Внезапное вторжение жены в его нынешнюю жизнь, пусть случайное и, быть может, невинное, серьезно взволновало его.

Тени удлинялись и становились гуще, до вечерней зори оставалось уже недолго, когда он очнулся от ощущения, всем хорошо знакомого, что кто-то его пристально разглядывает. Он быстро обернулся – дверь за его спиной тихо закрылась. Он встал и, крадучись, вышел в холл. По коридору шла высокая женщина. Она была стройна и изящна, но когда она повернулась к двери, ведущей в комнаты слуг, он отчетливо различил яркий тюрбан на голове и черный негритянский профиль. Однако он задержался у двери соседней комнаты.

– Узнайте, мистер Мартин, кто эта женщина, которая только что здесь прошла. Кажется, она не из этой усадьбы.

Молодой офицер вскочил, надел фуражку и вышел. Через несколько минут он вернулся.

– Высокая, сэр, хорошо сложена, держится прямо?

– Да…

– Служанка соседних плантаторов – семейства Мэнли, иногда навещает здешних слуг. Должно быть, мулатка.

Брант задумался. Многие мулатки и негритянки хорошо сложены, а привычка носить тяжести на голове заставляет их держаться особенно прямо.

Лейтенант взглянул на начальника:

– Будут ли какие-нибудь распоряжения насчет нее, генерал?

– Нет, – после минутного молчания ответил Брант и вышел.

Офицер улыбнулся. Недурно будет позабавиться за ужином с товарищами, рассказав, что его красивый, сдержанный начальник, такой аскет на вид, тоже не лишен маленьких человеческих слабостей!

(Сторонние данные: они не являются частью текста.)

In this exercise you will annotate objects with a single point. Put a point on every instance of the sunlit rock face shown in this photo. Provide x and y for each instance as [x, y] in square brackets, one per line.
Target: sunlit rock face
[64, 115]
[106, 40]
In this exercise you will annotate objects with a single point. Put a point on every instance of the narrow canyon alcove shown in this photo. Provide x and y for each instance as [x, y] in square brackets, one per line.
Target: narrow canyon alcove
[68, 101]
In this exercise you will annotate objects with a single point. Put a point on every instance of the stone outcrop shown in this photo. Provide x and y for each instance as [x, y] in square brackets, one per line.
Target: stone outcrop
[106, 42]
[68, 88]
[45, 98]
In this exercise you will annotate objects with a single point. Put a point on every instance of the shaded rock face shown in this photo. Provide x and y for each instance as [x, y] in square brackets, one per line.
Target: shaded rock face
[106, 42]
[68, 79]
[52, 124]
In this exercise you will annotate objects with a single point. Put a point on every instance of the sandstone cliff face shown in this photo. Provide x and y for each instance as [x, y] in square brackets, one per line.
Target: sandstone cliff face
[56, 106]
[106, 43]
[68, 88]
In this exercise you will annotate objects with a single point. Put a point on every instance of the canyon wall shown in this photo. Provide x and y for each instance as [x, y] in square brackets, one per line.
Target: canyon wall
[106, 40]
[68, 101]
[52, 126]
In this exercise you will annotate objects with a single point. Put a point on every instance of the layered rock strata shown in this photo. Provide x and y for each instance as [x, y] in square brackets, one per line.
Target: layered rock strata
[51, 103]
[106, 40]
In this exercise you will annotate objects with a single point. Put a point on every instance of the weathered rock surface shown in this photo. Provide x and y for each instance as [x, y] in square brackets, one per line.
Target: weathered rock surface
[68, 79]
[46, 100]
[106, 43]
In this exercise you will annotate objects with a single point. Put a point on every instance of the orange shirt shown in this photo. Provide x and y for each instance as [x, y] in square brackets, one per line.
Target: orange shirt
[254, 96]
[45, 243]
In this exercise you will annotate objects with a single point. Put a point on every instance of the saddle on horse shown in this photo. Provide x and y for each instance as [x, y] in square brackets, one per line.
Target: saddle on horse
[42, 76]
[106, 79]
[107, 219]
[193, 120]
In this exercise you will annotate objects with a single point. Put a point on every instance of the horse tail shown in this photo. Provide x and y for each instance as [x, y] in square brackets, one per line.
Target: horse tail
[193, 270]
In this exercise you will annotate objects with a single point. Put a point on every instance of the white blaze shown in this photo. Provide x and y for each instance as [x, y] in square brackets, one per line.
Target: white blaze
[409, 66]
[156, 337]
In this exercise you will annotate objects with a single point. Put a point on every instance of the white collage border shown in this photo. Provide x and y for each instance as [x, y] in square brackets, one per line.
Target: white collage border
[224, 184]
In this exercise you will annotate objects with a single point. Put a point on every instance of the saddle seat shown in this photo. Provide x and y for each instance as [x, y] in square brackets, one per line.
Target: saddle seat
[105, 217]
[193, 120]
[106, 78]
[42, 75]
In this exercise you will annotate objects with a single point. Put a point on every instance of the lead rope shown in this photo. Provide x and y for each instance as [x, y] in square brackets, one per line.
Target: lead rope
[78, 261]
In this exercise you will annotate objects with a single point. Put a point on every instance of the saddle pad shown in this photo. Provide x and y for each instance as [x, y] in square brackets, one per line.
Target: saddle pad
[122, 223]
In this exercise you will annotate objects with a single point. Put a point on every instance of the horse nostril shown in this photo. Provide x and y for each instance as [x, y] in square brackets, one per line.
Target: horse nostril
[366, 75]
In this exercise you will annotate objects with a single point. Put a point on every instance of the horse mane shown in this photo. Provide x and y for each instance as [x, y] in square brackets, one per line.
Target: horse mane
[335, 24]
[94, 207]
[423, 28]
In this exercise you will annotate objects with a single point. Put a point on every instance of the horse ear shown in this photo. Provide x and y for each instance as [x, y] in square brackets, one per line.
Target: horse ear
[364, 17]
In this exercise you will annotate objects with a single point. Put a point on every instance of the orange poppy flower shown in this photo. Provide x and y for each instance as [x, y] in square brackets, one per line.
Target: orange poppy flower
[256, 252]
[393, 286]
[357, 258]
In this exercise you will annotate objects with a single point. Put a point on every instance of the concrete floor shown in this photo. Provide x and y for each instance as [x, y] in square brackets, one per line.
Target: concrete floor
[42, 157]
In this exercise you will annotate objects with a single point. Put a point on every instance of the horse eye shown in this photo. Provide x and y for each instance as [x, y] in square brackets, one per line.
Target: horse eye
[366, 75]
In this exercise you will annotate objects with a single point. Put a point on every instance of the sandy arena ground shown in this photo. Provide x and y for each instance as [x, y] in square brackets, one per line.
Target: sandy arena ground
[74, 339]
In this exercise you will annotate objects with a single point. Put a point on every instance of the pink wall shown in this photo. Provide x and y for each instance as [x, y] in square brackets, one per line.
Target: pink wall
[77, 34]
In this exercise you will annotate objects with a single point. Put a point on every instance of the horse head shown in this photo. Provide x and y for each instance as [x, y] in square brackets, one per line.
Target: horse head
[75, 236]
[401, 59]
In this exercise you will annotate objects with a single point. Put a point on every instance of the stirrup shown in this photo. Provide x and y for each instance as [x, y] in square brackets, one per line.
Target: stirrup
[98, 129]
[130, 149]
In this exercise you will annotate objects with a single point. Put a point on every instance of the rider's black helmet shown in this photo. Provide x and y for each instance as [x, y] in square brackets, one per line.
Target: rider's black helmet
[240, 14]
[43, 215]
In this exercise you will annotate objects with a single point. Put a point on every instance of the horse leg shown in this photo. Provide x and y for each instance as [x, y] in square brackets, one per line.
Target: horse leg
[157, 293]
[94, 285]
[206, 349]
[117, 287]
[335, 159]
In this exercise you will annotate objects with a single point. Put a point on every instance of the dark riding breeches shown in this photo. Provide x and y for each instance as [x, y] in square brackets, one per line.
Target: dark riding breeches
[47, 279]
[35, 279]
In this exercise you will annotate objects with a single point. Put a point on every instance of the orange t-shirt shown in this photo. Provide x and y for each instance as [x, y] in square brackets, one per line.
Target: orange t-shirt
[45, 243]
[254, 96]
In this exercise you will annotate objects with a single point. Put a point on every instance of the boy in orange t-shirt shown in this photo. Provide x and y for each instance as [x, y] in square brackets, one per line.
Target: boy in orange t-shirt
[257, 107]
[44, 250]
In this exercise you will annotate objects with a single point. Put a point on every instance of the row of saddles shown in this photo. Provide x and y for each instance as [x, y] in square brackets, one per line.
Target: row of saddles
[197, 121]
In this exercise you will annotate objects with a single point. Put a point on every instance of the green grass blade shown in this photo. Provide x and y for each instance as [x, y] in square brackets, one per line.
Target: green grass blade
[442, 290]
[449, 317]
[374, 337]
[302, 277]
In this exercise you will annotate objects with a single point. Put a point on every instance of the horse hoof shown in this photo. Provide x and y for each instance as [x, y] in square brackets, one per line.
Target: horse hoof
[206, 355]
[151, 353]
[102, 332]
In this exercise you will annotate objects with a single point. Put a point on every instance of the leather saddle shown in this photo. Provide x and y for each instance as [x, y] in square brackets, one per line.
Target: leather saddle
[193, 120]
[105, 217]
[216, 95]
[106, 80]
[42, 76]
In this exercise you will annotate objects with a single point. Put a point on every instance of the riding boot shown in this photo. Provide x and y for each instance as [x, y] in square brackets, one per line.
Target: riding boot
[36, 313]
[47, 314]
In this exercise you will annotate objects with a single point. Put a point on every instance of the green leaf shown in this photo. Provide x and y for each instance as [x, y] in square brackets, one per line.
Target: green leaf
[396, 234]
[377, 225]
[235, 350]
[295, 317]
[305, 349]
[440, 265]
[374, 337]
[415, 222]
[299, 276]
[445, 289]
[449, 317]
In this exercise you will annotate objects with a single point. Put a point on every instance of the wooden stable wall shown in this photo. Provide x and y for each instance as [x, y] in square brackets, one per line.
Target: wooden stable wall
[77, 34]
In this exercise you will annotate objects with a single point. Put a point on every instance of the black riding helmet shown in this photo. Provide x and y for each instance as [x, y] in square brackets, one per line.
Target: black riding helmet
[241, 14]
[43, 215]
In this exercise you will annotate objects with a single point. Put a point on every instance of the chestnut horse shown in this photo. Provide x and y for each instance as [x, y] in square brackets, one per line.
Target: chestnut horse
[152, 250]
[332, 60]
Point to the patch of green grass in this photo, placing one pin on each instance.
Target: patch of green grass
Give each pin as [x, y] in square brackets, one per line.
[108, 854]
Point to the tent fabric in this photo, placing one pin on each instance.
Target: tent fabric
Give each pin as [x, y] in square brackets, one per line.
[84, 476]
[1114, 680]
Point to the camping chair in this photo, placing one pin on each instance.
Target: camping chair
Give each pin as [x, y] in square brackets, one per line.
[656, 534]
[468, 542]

Через несколько дней, когда Брант утром углубился в работу, к нему стремительно вошел дежурный офицер. Лицо его пылало, и, очевидно, только присутствие начальника сдерживало его возбуждение. В руках он держал листок бумаги.

– Какая-то дама предъявляет вот это предписание и пропуск из Вашингтона, скрепленный подписью командира дивизии.

– Дама?

– Да, сэр, она одета очень хорошо. Но она не понимает самой элементарной вежливости: нагрубила мистеру Мартину и мне и требует, чтобы вы приняли ее наедине.

Брант развернул бумагу. Это был специальный приказ президента, разрешающий мисс Матильде Фолкнер переход через линию федеральных войск и посещение усадьбы ее дяди, известную под названием «Серебристые дубы», где теперь стоял штаб бригады Бранта; ей разрешалось принять меры для сохранения фамильной собственности и увезти с собой оставшееся в усадьбе имущество, а вооруженным силам Соединенных Штатов предписывалось оказывать мисс Фолкнер помощь и содействие. Приказ был скреплен подписью командира дивизии. Он был сформулирован совершенно точно, и подлинность его не вызывала сомнений.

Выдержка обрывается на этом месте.